Do apanhado a que procedi, tão amplo quanto me foi possível, das notícias “postadas”na Internet, que tentei complementar com as devidas consultas bibliográficas, cheguei a uma conclusão: até prova documental em contrário, nada, mas mesmo nada, me afiança que esse quarto oculto e secreto, de facto existente na Biblioteca do Palácio, tenha alguma ligação, mesmo remota, com a figura do Presidente do Conselho de Ministros do Estado Novo.
Na sua maioria, os autores das informações dedicadas ao assunto, salvaguardam-se no anonimato.

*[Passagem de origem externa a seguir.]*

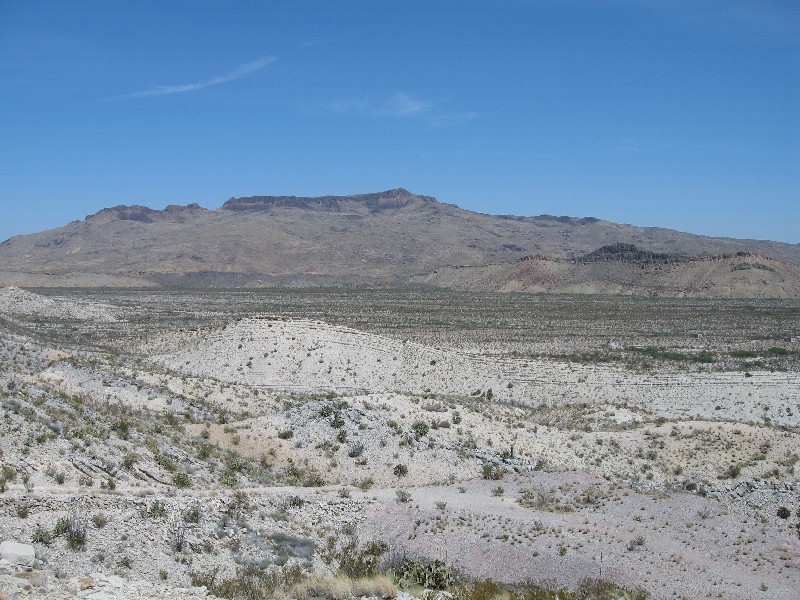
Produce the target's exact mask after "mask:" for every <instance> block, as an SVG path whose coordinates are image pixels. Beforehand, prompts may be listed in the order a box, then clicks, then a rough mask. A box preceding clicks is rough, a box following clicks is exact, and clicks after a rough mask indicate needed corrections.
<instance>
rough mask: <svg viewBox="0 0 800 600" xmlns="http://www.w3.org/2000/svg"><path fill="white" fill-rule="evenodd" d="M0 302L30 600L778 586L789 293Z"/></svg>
mask: <svg viewBox="0 0 800 600" xmlns="http://www.w3.org/2000/svg"><path fill="white" fill-rule="evenodd" d="M0 307H2V311H1V312H0V403H1V408H2V412H1V413H0V432H2V435H0V451H1V454H0V490H1V491H2V493H0V537H2V539H3V540H4V541H16V542H19V543H22V544H25V545H31V546H32V547H33V549H34V550H35V564H34V562H33V561H31V562H30V564H22V563H17V564H21V565H22V566H21V567H20V568H23V567H25V568H28V567H34V566H35V569H36V572H37V573H45V574H46V575H43V576H42V578H43V579H42V578H40V579H42V581H44V580H46V581H44V583H41V585H40V584H39V583H36V585H37V586H38V587H37V588H36V589H37V590H39V592H41V594H45V593H47V594H54V595H53V596H52V597H62V596H57V595H55V594H58V593H60V591H59V590H62V591H63V590H66V589H67V587H68V586H72V589H73V590H75V591H77V590H79V589H84V590H96V591H98V592H99V591H102V590H106V591H107V590H108V589H110V588H113V589H115V590H116V593H117V595H118V596H119V597H130V598H135V597H146V595H147V594H150V595H152V596H157V595H158V594H159V593H161V592H163V591H164V590H170V593H173V594H175V595H176V596H174V597H186V598H189V597H200V596H203V595H208V594H213V595H215V596H218V597H226V598H242V597H243V598H272V597H285V598H320V597H323V598H349V597H351V596H354V595H355V596H362V595H366V596H371V597H392V596H403V595H404V594H412V595H415V596H417V597H420V598H444V597H445V596H443V595H441V594H442V593H443V592H447V593H449V594H453V597H456V598H464V599H467V598H474V599H475V600H478V599H483V598H487V599H488V598H494V597H497V596H498V595H505V596H506V597H515V598H531V599H534V598H555V597H559V598H620V597H623V598H640V597H641V598H644V597H651V598H698V597H721V598H742V599H744V598H747V599H749V598H754V597H758V598H786V599H789V598H794V597H795V596H796V590H797V589H798V587H800V577H799V576H798V572H799V571H798V566H800V521H799V520H798V518H800V517H799V516H798V510H800V483H798V472H800V465H798V463H799V462H800V450H798V449H800V438H799V436H798V433H799V432H798V426H799V425H800V422H799V419H800V417H798V415H800V395H799V394H800V392H799V390H800V375H798V373H799V372H800V369H798V366H799V365H800V346H798V341H797V339H798V338H797V336H798V334H800V332H798V331H797V323H800V303H798V302H797V301H790V300H692V299H666V298H631V297H601V296H552V295H551V296H536V295H513V294H504V295H499V294H466V293H465V294H461V293H454V292H444V291H432V290H425V289H422V288H407V289H391V290H390V289H380V290H368V289H345V288H341V289H327V290H322V289H314V290H287V289H274V290H269V289H261V290H233V291H232V290H226V291H215V290H202V291H200V290H191V291H177V290H172V291H153V290H148V291H136V290H81V291H76V290H59V289H49V290H40V291H36V292H33V291H23V290H18V289H15V288H10V289H8V288H7V289H4V290H0ZM12 307H13V308H12ZM26 560H27V559H26ZM12 579H13V578H9V577H6V578H5V579H3V580H2V582H0V585H2V586H11V585H12V583H13V581H11V580H12ZM16 580H19V578H16ZM10 581H11V582H10ZM19 581H21V580H19ZM48 586H49V587H48ZM115 586H116V587H115ZM137 586H138V587H137ZM5 589H6V588H0V590H5ZM7 589H11V588H10V587H8V588H7ZM177 590H182V591H177ZM425 590H427V591H425ZM65 593H67V592H65ZM87 593H88V592H87ZM177 594H183V596H178V595H177ZM437 594H439V595H437Z"/></svg>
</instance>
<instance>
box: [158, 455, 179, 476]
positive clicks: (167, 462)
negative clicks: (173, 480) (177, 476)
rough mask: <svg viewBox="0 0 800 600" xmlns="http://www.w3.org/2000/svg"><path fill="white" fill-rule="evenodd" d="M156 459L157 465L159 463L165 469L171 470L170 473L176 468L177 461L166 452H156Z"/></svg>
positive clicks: (159, 465)
mask: <svg viewBox="0 0 800 600" xmlns="http://www.w3.org/2000/svg"><path fill="white" fill-rule="evenodd" d="M155 461H156V464H157V465H159V466H160V467H161V468H162V469H164V470H165V471H169V472H170V473H171V472H173V471H174V470H175V469H176V467H175V463H174V462H173V461H172V459H171V458H170V457H169V456H167V455H166V454H156V456H155Z"/></svg>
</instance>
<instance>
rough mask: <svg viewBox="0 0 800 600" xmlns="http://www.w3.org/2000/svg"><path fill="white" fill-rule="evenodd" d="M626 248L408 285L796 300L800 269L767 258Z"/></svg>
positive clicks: (430, 279) (494, 267)
mask: <svg viewBox="0 0 800 600" xmlns="http://www.w3.org/2000/svg"><path fill="white" fill-rule="evenodd" d="M626 246H628V245H626ZM630 247H631V248H634V250H633V251H632V252H631V253H630V254H631V255H630V256H626V255H625V254H624V253H618V254H617V255H611V256H609V253H608V252H602V250H603V249H600V250H598V251H595V252H594V253H591V254H589V255H588V256H586V257H583V258H580V259H575V260H565V259H553V258H551V257H545V256H530V257H525V258H522V259H519V260H518V261H516V262H513V263H495V264H490V265H482V266H479V267H445V268H441V269H437V270H436V271H435V272H433V273H430V274H427V275H423V276H419V277H416V278H413V281H415V282H418V283H426V284H430V285H436V286H439V287H445V288H449V289H455V290H471V291H498V292H555V293H572V294H576V293H577V294H633V295H658V296H670V297H717V298H800V268H797V267H795V266H794V265H789V264H786V263H783V262H780V261H777V260H775V259H772V258H769V257H767V256H762V255H759V254H753V253H749V252H739V253H736V254H726V255H721V256H709V257H700V258H688V257H685V256H681V257H676V256H671V255H665V254H661V255H653V253H646V252H644V253H643V252H642V251H639V250H636V249H635V247H632V246H630Z"/></svg>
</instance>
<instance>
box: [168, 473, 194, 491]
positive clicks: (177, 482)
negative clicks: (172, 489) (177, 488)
mask: <svg viewBox="0 0 800 600" xmlns="http://www.w3.org/2000/svg"><path fill="white" fill-rule="evenodd" d="M172 483H174V484H175V485H176V486H177V487H179V488H187V487H191V486H192V482H191V480H190V479H189V476H188V475H187V474H186V473H182V472H181V473H175V475H173V476H172Z"/></svg>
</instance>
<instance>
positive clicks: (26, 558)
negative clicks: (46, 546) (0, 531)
mask: <svg viewBox="0 0 800 600" xmlns="http://www.w3.org/2000/svg"><path fill="white" fill-rule="evenodd" d="M0 557H2V558H3V559H4V560H7V561H8V562H10V563H11V564H12V565H17V566H18V567H26V568H30V569H32V568H33V567H34V565H35V564H36V548H34V547H33V546H31V545H30V544H20V543H19V542H14V541H11V540H6V541H5V542H3V543H2V544H0Z"/></svg>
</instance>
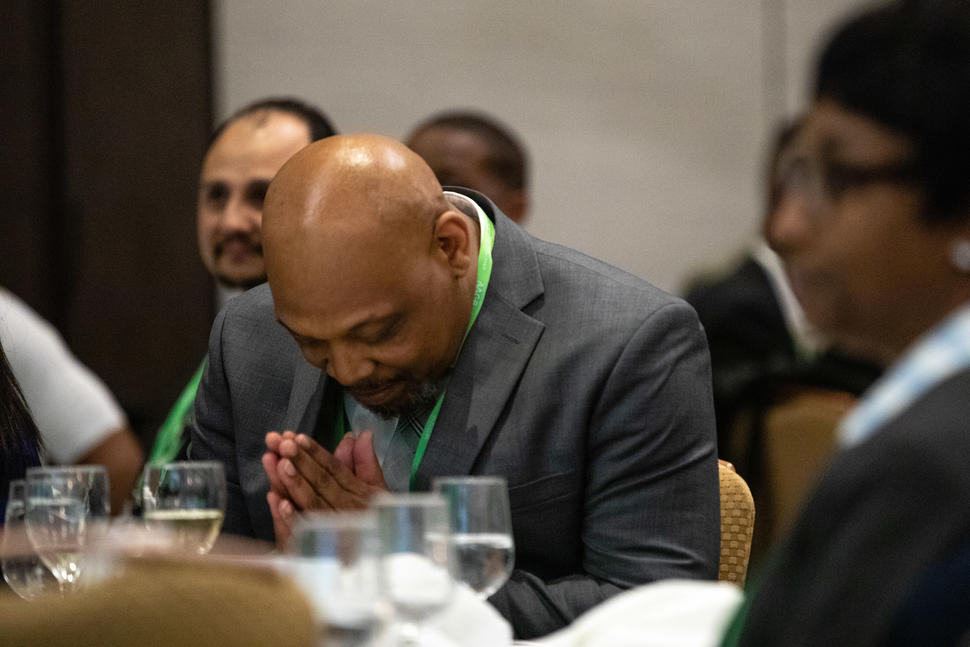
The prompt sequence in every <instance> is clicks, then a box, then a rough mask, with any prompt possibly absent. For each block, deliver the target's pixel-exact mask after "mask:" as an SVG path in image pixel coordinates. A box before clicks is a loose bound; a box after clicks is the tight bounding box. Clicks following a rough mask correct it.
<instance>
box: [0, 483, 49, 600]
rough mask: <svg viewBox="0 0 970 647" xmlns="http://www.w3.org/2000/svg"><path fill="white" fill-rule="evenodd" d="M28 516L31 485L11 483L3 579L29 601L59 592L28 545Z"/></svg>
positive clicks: (15, 592)
mask: <svg viewBox="0 0 970 647" xmlns="http://www.w3.org/2000/svg"><path fill="white" fill-rule="evenodd" d="M26 514H27V482H26V481H25V480H23V479H17V480H14V481H10V495H9V496H8V497H7V510H6V512H5V514H4V520H3V553H2V556H0V568H2V569H3V579H4V580H6V581H7V584H8V585H9V586H10V588H11V589H12V590H13V592H14V593H16V594H17V595H19V596H20V597H22V598H23V599H25V600H33V599H36V598H38V597H40V596H42V595H44V594H46V593H49V592H51V591H54V590H57V589H58V585H57V579H56V578H55V577H54V575H53V573H51V572H50V569H49V568H47V567H46V566H44V563H43V562H41V561H40V557H38V556H37V553H36V552H35V551H34V548H33V547H32V546H31V545H30V543H29V542H28V541H27V528H26V525H25V523H24V517H25V515H26Z"/></svg>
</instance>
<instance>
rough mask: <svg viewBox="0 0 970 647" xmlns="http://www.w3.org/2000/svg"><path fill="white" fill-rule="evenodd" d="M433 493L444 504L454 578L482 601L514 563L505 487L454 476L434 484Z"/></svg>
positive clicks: (490, 479)
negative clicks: (448, 514)
mask: <svg viewBox="0 0 970 647" xmlns="http://www.w3.org/2000/svg"><path fill="white" fill-rule="evenodd" d="M432 489H433V490H434V491H436V492H440V493H441V494H442V495H443V496H444V497H445V499H447V501H448V507H449V513H450V514H451V546H452V552H453V557H454V560H455V564H454V567H453V569H452V570H453V571H454V572H455V578H456V579H457V580H459V581H461V582H464V583H465V584H467V585H468V586H469V587H471V589H472V590H473V591H474V592H475V594H476V595H477V596H478V597H479V598H481V599H482V600H484V599H486V598H488V597H489V596H491V595H492V594H493V593H495V592H496V591H498V590H499V589H500V588H501V587H502V585H503V584H505V582H506V581H507V580H508V579H509V575H510V574H511V573H512V566H513V564H514V563H515V543H514V541H513V539H512V517H511V514H510V512H509V489H508V485H507V483H506V481H505V479H504V478H503V477H500V476H453V477H440V478H436V479H435V480H434V481H433V482H432Z"/></svg>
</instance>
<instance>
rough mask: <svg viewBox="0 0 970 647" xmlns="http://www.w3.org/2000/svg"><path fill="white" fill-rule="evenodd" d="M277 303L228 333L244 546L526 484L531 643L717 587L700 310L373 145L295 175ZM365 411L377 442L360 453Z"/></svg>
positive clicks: (238, 509) (209, 378)
mask: <svg viewBox="0 0 970 647" xmlns="http://www.w3.org/2000/svg"><path fill="white" fill-rule="evenodd" d="M263 241H264V243H263V244H264V254H265V259H266V268H267V275H268V279H269V284H268V286H263V287H259V288H255V289H254V290H251V291H249V292H248V293H246V294H244V295H242V296H240V297H238V298H236V299H235V300H234V301H232V302H231V303H230V304H229V305H228V306H227V307H226V309H225V310H223V312H222V313H220V315H219V317H218V319H217V320H216V323H215V326H214V327H213V332H212V336H211V340H210V347H209V362H208V367H207V369H206V373H205V376H204V377H203V380H202V384H201V387H200V389H199V395H198V399H197V401H196V419H197V427H196V428H195V429H194V432H193V437H192V447H191V450H190V455H191V456H192V458H198V459H218V460H221V461H224V462H225V464H226V467H227V479H228V481H229V492H230V496H229V506H228V510H227V516H226V522H225V528H224V531H225V532H230V533H237V534H242V535H248V536H253V537H258V538H261V539H266V540H274V539H275V540H276V541H277V542H279V543H285V541H286V539H287V537H288V535H289V530H290V526H291V524H292V523H293V521H294V519H295V518H296V516H297V515H298V514H299V513H300V512H301V511H303V510H312V509H342V508H354V507H363V506H365V505H366V504H367V501H368V499H369V498H370V496H371V495H372V494H374V493H375V492H378V491H382V490H386V489H391V490H407V489H412V490H424V489H427V488H428V487H429V485H430V482H431V480H432V479H433V478H434V477H436V476H441V475H459V474H495V475H501V476H505V477H506V478H507V479H508V482H509V488H510V499H511V504H512V525H513V531H514V536H515V545H516V568H515V571H514V572H513V574H512V576H511V579H510V580H509V582H508V583H507V584H506V585H505V586H504V587H503V588H502V589H500V590H499V591H498V592H497V593H496V594H495V595H494V596H492V598H491V602H492V603H493V604H494V605H495V606H496V607H497V608H498V609H499V610H500V611H501V612H502V613H503V614H504V615H505V616H506V617H507V618H508V619H509V620H510V621H511V623H512V625H513V628H514V630H515V634H516V636H517V637H519V638H528V637H535V636H539V635H543V634H546V633H549V632H551V631H554V630H556V629H559V628H561V627H563V626H565V625H566V624H568V623H569V622H571V621H572V620H573V619H574V618H575V617H576V616H577V615H579V614H580V613H582V612H583V611H585V610H587V609H589V608H590V607H592V606H594V605H595V604H597V603H598V602H600V601H602V600H604V599H605V598H607V597H608V596H610V595H612V594H614V593H617V592H619V591H621V590H623V589H625V588H627V587H630V586H634V585H638V584H643V583H646V582H650V581H653V580H659V579H663V578H672V577H682V578H708V579H714V578H716V576H717V562H718V547H719V507H718V505H719V504H718V480H717V463H716V450H715V436H714V417H713V409H712V398H711V381H710V365H709V359H708V353H707V347H706V342H705V340H704V334H703V332H702V330H701V328H700V325H699V324H698V322H697V318H696V316H695V314H694V311H693V310H692V309H691V308H690V307H689V306H687V305H686V304H685V303H684V302H682V301H680V300H678V299H676V298H674V297H671V296H669V295H667V294H665V293H663V292H661V291H660V290H657V289H656V288H654V287H652V286H650V285H649V284H647V283H645V282H644V281H642V280H640V279H637V278H636V277H633V276H631V275H629V274H626V273H624V272H621V271H620V270H617V269H616V268H613V267H610V266H608V265H606V264H604V263H601V262H599V261H596V260H594V259H591V258H589V257H587V256H584V255H582V254H580V253H578V252H575V251H572V250H569V249H565V248H563V247H560V246H558V245H553V244H550V243H546V242H543V241H540V240H537V239H535V238H533V237H531V236H529V235H528V234H526V233H525V232H524V231H523V230H522V229H520V228H519V227H518V226H517V225H516V224H515V223H513V222H512V221H511V220H509V219H508V218H506V217H505V216H504V215H502V213H501V212H499V211H498V209H496V208H495V206H494V205H493V204H492V203H491V202H490V201H489V200H488V199H487V198H485V197H484V196H482V195H480V194H477V193H475V192H472V191H443V190H442V188H441V186H440V185H439V184H438V182H437V180H436V179H435V177H434V175H433V174H432V172H431V170H430V169H429V168H428V167H427V165H426V164H425V163H424V162H423V161H422V160H421V159H420V158H419V157H418V156H417V155H415V154H414V153H413V152H411V151H410V150H408V149H407V148H406V147H404V146H402V145H401V144H399V143H398V142H395V141H393V140H390V139H387V138H384V137H380V136H376V135H356V136H337V137H331V138H328V139H326V140H324V141H322V142H319V143H316V144H313V145H311V146H309V147H307V148H305V149H303V150H302V151H301V152H299V153H297V154H296V155H295V156H294V157H293V158H292V159H291V160H290V161H289V162H287V164H286V165H285V166H284V167H283V168H282V169H281V170H280V172H279V174H278V175H277V177H276V178H275V179H274V180H273V182H272V185H271V187H270V190H269V192H268V194H267V197H266V203H265V207H264V216H263ZM360 411H369V412H374V413H376V414H377V416H375V420H376V421H377V422H376V423H375V426H376V427H380V426H382V425H386V426H387V427H388V429H387V430H386V431H385V432H383V433H382V432H379V431H378V430H375V429H370V428H368V429H367V430H366V431H364V432H363V433H359V434H355V433H344V432H346V431H350V430H351V429H352V428H353V427H354V426H355V425H354V424H353V423H352V419H353V418H354V417H355V416H356V414H357V413H359V412H360Z"/></svg>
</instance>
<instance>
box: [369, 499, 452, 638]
mask: <svg viewBox="0 0 970 647" xmlns="http://www.w3.org/2000/svg"><path fill="white" fill-rule="evenodd" d="M373 507H374V509H375V510H376V511H377V531H378V536H379V538H380V553H381V568H380V576H381V580H380V581H381V589H382V591H383V593H384V595H385V596H386V598H387V600H388V601H389V602H390V604H391V605H392V606H393V607H394V611H395V613H396V615H397V617H398V619H399V620H400V621H401V624H400V631H399V636H400V638H401V642H402V643H403V644H405V645H417V644H420V642H421V641H420V636H421V631H422V624H423V622H424V621H425V620H427V619H428V618H430V617H431V616H433V615H434V614H436V613H438V612H439V611H441V610H442V609H444V607H445V606H446V605H447V604H448V601H449V599H450V597H451V594H452V586H453V584H452V578H451V572H450V566H451V557H450V546H449V536H450V532H451V528H450V526H449V522H448V504H447V502H446V501H445V499H444V498H443V497H442V496H441V495H440V494H433V493H421V494H382V495H378V496H377V497H375V498H374V502H373Z"/></svg>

E fazem bem, porque quase todos bolsam tamanhos dislates que é prudente e sensato não darem o nome.
Copiando-se uns aos outros, repetem à saciedade os factos mais conhecidos, nada adiantando de novo e deixando por saber o que até hoje não se desvendou. Um que outro sempre tenta insinuar algo para denegrir quem governou Portugal por quase meio século. É o caso daqueles que aventam a hipótese, ou afirmam mesmo, que Salazar, timorato, ali buscava refúgio, aquando de alguma crise política de cariz militar. Puro engano. Salazar assume a chefia do Governo a 5 de Julho de 1932. Na sequência de outros frequentes levantamentos anteriores, no decurso da Ditadura Militar, ocorre a 17 de Janeiro de 1934 nova tentativa de golpe castrense, que será o derradeiro, até 1974… Ora, conforme as agendas/diários de Oliveira Salazar, fonte primordial para a História do período, este com outros membros do executivo, busca abrigo, primeiro no Governo Civil, transferindo-se depois para o Quartel de Caçadores 5, em Campolide. Portanto, não mais tendo havido qualquer sobressalto de intentona militar, o quarto secreto no Palácio do Sobralinho, jamais serviria de refúgio para uma eventual necessidade que não existiu…
Mas seguramente mais hilariante, por ignara, é a opinião vertida por alguém, que não assina, na colecção Vila Franca de Xira… Saber Mais, que à época (c. 2013) se vendia por 3,00 euros o exemplar. Pelo rol de asneiras que contém, acho que o preço até é excessivo… Na rúbrica “O esconderijo secreto de Salazar” o articulista afirma que “Salazar manteve um esconderijo secreto no Palácio do Sobralinho ao longo da primeira metade da Década de 50”. Explanando melhor a sua estória, acrescenta que a Mansão pertencia ao banqueiro Ricardo Espírito Santo Silva que “acedeu de imediato ao capricho do ditador”. Sem explicitar de que «capricho se tratava», prossegue a narrativa, afirmando que a ideia teria partido de Franco Nogueira, “delfim e homem de inteira confiança de Salazar”.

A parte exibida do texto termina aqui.